Beside Defender for Cloud Apps as a product, which is featured in this post, my intention is to give more operational insight and a guide to successfully understand, plan and run Microsoft Defender for Cloud Apps. Before reading this, I would highly suggest to read the first post.

Solution overview

So what is Defender for Cloud Apps? It is here as:

  • A native Cloud access security broker (CASB)
  • Cloud app discovery platform that fetches data from Defender for Endpoint or Firewall logs
  • Granular control interface of collaboration and access to SaaS (Software as a service) apps in the web (security and compliance enablement)
  • Decentralized / cloud-based solution where the security perimeter is built-in the Defender Suite


The modern vs. legacy approach on network controls differentiate through a central component, the firewall, which in the legacy flow was needed to control connections from a client. The modern approach is that connections are evaluated on the device and thus independently of the network.


What are Cloud Apps?

The challenge consists of thousands of Cloud applications and websites that users need for collaboration. Shadow IT describes non IT-personnel, that interacts with separate accounts (no SSO or central IdP) on cloud infrastructure/apps that the organization utilizes. The problem is, that the IT department has no governance over these actions and lacks of security and compliance.

Cloud App catalog

Microsofts own database of discovered apps in the web has over 30'000 entries. (March 2022) They are added on the go.

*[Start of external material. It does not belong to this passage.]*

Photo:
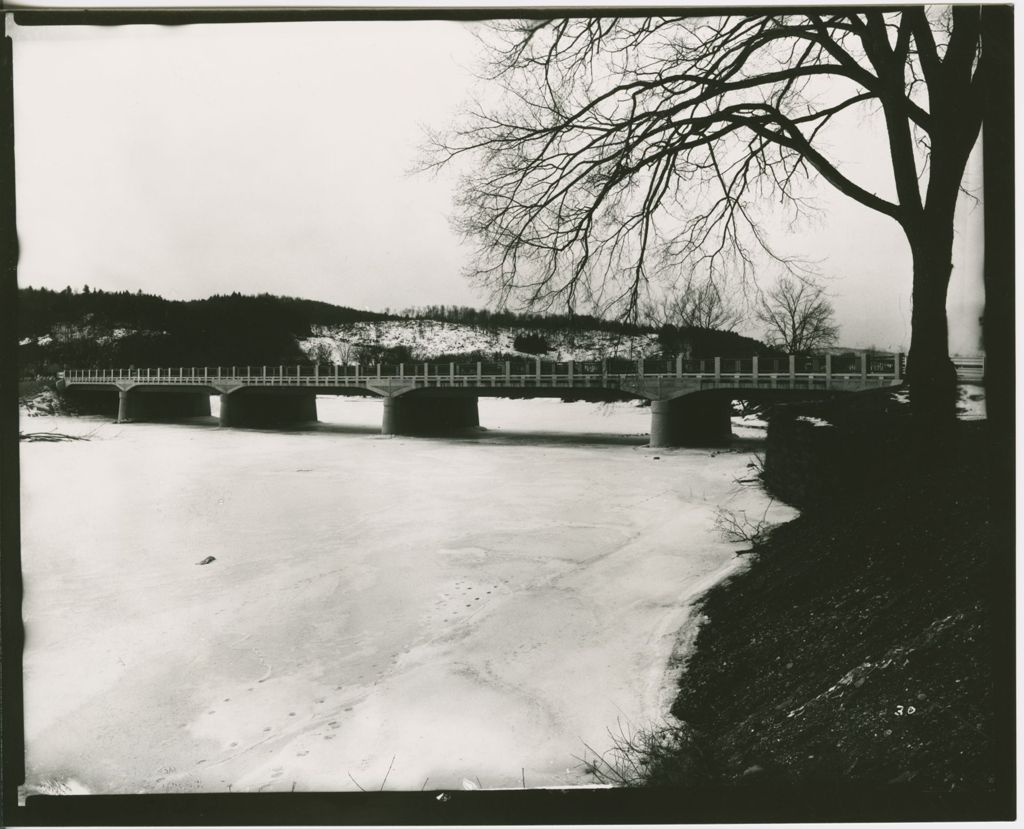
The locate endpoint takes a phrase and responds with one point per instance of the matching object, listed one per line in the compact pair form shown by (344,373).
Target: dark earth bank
(869,643)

Each app (example LinkedIn) has a lot of information assigned, such as general information, security related data and governance standards. As you can see, there is a lot of useful information that an ordinary consumer might never have known.


How to make it work

You may ask yourself what to do with this data. Usually in later step policies are enforced to strictly define which attributes of a cloud app are relevant or even required before accessing an app. Score metrics can be configured to individual preferences and importances. Furthermore session controls work with Conditional Access.

App tags

Apps can be tagged as:

  • Sanctioned - app is generally allowed and accessible
  • Unsanctioned - app is generally not allowed and might be not accessible
  • Monitored - app is under special observation, user receives a corresponding notification, that the access to this app is monitored
  • Individual tag - individual, for utilization in own policies

App risks score

Each cloud app is rated by Microsoft by an individual risk score to:

  • Scores from 0 (worst, harmful) up to 10 (best, harmless)
  • App scores can be used to identify unwanted or malicious apps
  • Score metrics can be configured to own concerns, but Microsoft raises data and provides default score metrics
  • Block access to apps under a certain score (with Defender for Endpoint integration)


Discover a cloud app

If we take a look at an example, we can see an overview of the app with information about users, devices, IPs and traffic.


The usage is always displayed in a chart over time and has some extra information. This should help you to understand your environment and the behavior of users. Especially traffic of down- and uploads are crucial.


Discover and investigate

Over the whole platform of Defender for Cloud Apps, discovery and investigation tasks are summoned here:


How to get started

  1. Understand the product
  2. Get corresponding licenses
  3. Perform a cloud discovery
  4. Analyze data and behavior
  5. Create a concept of
    • Baseline/templated Policies
    • Individual enforcements (own Polcies)
    • Operational guide
  6. Activate Policies
  7. Respond to actions (identity & access management SecOps)

Deployment considerations at a glance

  • The Internet offers a huge and broad attack surface, interaction from users can not be governed -> Shadow IT
  • New apps are added on the go, without manual IT action
  • Operational costs are relatively low
  • Cloud access security broker (CASB) with a major App catalog rated in security and compliance terms
  • Inform & communicate about the influence and power of this tool
  • Take a look at the discovered apps and their scores
  • Operations are very intuitive through real-time Alerts
  • Information for identity events is available to investigate and correlate
  • Implement a process to sanction low-scored apps
  • Defender Suite integration is seamless and data from Defender for Cloud Apps are a must have

If you want to learn more about it, please read: A tour through Defender for Cloud Apps

Tip: Process to (re)sanction apps

If the policies are strictly enforced plus access blocked through Defender for Endpoint you should have a concept ready, which describes the process of (re)sanctioning applications.
I would consider providing a Microsoft forms that requests the background of using an app or website with a justification. Then a security manager should evaluate the request and approve or decline it.